La conciencia de vida
Sorprende lo mucho que nuestra sociedad abomina de la muerte y lo poco que siente y celebra el estar vivo. Como los peces en el agua nadamos sin cesar nuestro tiempo de vida sin darnos cuenta del invisible líquido que nos sostiene. Y es un problema porque cuando queda de manifiesto su levedad, en una crisis vital o enfermedad, lo primero que pedimos es que nos quiten de encima la dificultad lo antes posible.
Reconocernos seres vivos es un paso pero de ahí a sentirlo hay un trayecto. Más si cabe si hablamos de mantener una conciencia a lo largo del tiempo. En determinadas ocasiones nos sentimos intensamente vivos al experimentar emociones fuertes o vivencias intensas pero no es lo habitual. Lo corriente es habitar existencias tranquilas de ritmo conocido y música monótona. Rutinas que no facilitan mucho el hecho de sentirse uno vivo.
Cuando nos miramos al espejo por la mañana ¿qué es lo que vemos? Miles de millones de seres humanos levantándose a diario y mirando su cara una y otra vez... para ver unas facciones conocidas, el pelo más o menos despeinado, alguna arruga o quizá algún rastro de la jornada previa. ¿Cuántos al mirarse se dan cuenta con gozo de que están vivos, de que están plenamente despiertos, de que se sienten bien?
Cultivar la conciencia de vida es un privilegio humano que merece la pena ejercer. Del mismo emanan valiosos regalos como el reconocimiento de que estamos habitados por una vida que comparte propiedades físico-químicas y biológicas con otros incontables seres de mayor o menor complejidad que nos rodean. El asombro de que encarnemos delicados niveles de complejidad que sostienen propiedades tan maravillosas como la creatividad o la compasión.

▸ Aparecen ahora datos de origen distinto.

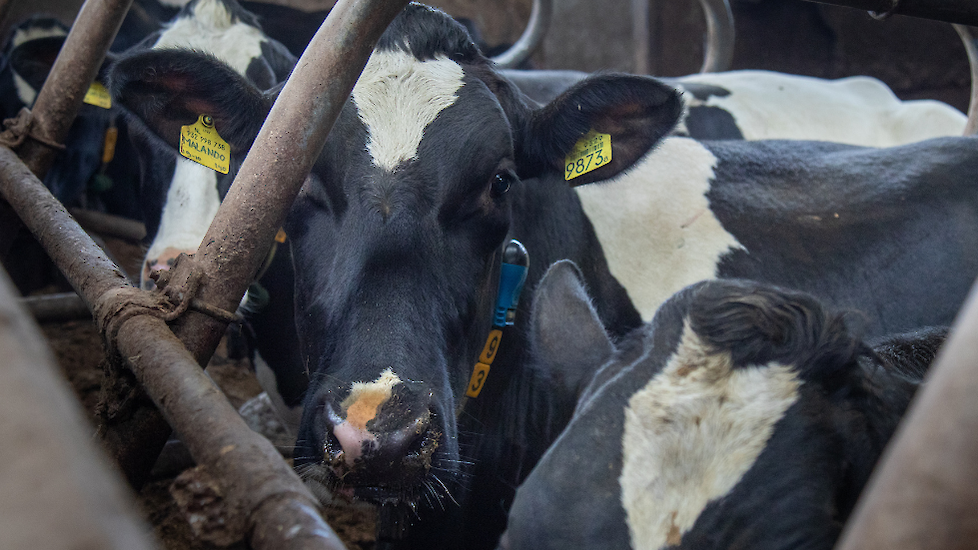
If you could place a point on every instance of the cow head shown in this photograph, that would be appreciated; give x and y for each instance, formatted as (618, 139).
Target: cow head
(433, 163)
(179, 196)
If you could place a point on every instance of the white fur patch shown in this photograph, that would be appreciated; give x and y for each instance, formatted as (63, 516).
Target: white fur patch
(191, 204)
(397, 97)
(859, 110)
(655, 224)
(366, 398)
(213, 30)
(691, 434)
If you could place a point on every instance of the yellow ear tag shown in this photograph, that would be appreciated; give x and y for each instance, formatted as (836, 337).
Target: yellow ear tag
(590, 153)
(200, 143)
(98, 95)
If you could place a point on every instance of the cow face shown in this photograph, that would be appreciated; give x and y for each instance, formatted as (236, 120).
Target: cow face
(433, 162)
(180, 197)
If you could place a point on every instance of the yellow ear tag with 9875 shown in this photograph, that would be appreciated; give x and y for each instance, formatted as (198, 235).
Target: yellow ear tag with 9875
(589, 153)
(200, 143)
(98, 95)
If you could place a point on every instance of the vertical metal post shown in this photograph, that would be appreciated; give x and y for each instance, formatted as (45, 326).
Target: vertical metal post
(641, 36)
(924, 492)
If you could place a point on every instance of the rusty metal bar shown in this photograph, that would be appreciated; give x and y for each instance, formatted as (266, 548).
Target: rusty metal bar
(970, 42)
(720, 36)
(641, 37)
(924, 492)
(964, 12)
(110, 226)
(58, 102)
(248, 468)
(57, 489)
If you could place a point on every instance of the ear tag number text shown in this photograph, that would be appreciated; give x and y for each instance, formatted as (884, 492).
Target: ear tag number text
(200, 143)
(590, 153)
(98, 95)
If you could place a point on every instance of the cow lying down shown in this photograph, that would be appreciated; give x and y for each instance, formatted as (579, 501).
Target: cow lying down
(747, 415)
(857, 110)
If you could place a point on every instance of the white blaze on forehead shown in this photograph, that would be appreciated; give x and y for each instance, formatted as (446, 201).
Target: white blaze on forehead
(691, 434)
(191, 204)
(397, 97)
(366, 398)
(655, 224)
(213, 30)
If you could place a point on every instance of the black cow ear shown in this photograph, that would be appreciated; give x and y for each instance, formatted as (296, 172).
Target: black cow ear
(168, 89)
(635, 111)
(568, 340)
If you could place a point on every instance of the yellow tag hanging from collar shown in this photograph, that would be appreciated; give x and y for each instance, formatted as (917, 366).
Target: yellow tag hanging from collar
(200, 143)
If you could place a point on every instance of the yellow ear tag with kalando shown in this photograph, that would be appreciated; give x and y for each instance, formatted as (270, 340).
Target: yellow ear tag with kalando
(200, 143)
(98, 95)
(590, 153)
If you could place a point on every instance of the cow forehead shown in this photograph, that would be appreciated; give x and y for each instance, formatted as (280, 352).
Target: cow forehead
(692, 433)
(397, 97)
(214, 29)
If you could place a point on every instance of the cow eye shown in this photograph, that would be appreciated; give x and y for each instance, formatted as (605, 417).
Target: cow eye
(501, 183)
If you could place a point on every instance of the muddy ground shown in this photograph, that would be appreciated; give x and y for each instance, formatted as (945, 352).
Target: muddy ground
(79, 351)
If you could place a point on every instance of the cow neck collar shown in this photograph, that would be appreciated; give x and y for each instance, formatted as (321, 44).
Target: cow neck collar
(512, 276)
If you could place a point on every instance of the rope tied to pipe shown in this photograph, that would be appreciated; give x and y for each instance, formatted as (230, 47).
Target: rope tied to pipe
(118, 305)
(18, 129)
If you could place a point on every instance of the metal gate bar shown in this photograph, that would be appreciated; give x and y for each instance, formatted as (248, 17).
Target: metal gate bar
(296, 131)
(57, 489)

La posibilidad de crear música, catedrales o vehículos que se deslizan por el espacio... La maravilla de ser seres autorefenciales que se hacen preguntas mientras miran el cielo estrellado.
Lo verdaderamente triste del tema es constatar el desconcierto y sufrimiento de los que no se dan cuenta de que están vivos hasta que se encuentra con un diagnóstico infausto o un pronóstico vital reducido. No es posible recuperar la conciencia de vida que no se utilizó y eso causa un profundo pesar.
En una época que venera el entretenimiento y la distracción nadie nos explica el precio de mantenernos permanentemente despistados. Un precio alto por cierto que entre otras cosas se deriva de pasar más tiempo mirando pantallas diversas que a los ojos del prójimo o a los propios. Dedicar grandes esfuerzos y espacios a cuestiones intrascendente y muy poco a ese jardín interior que Voltaire animaba a cuidar tiene pues consecuencias indeseadas.
La vida es asombrosa, qué bueno sería que todos lo experimentásemos y atreviéramos a sentir cotidianamente. Rescatar pequeños gestos como saludarnos por la mañana al mirarnos al espejo, reconocer a los demás con guiños de respeto y buena educación, agradecer los alimentos antes de consumirlos o mirar de vez en cuando nubes, estrellas, paisajes u horizontes quizá sean una de las formas más sencillas de prestar atención al hecho de estar vivos.
Y cuando llegue el fin podamos decir como Neruda: "confieso que he vivido".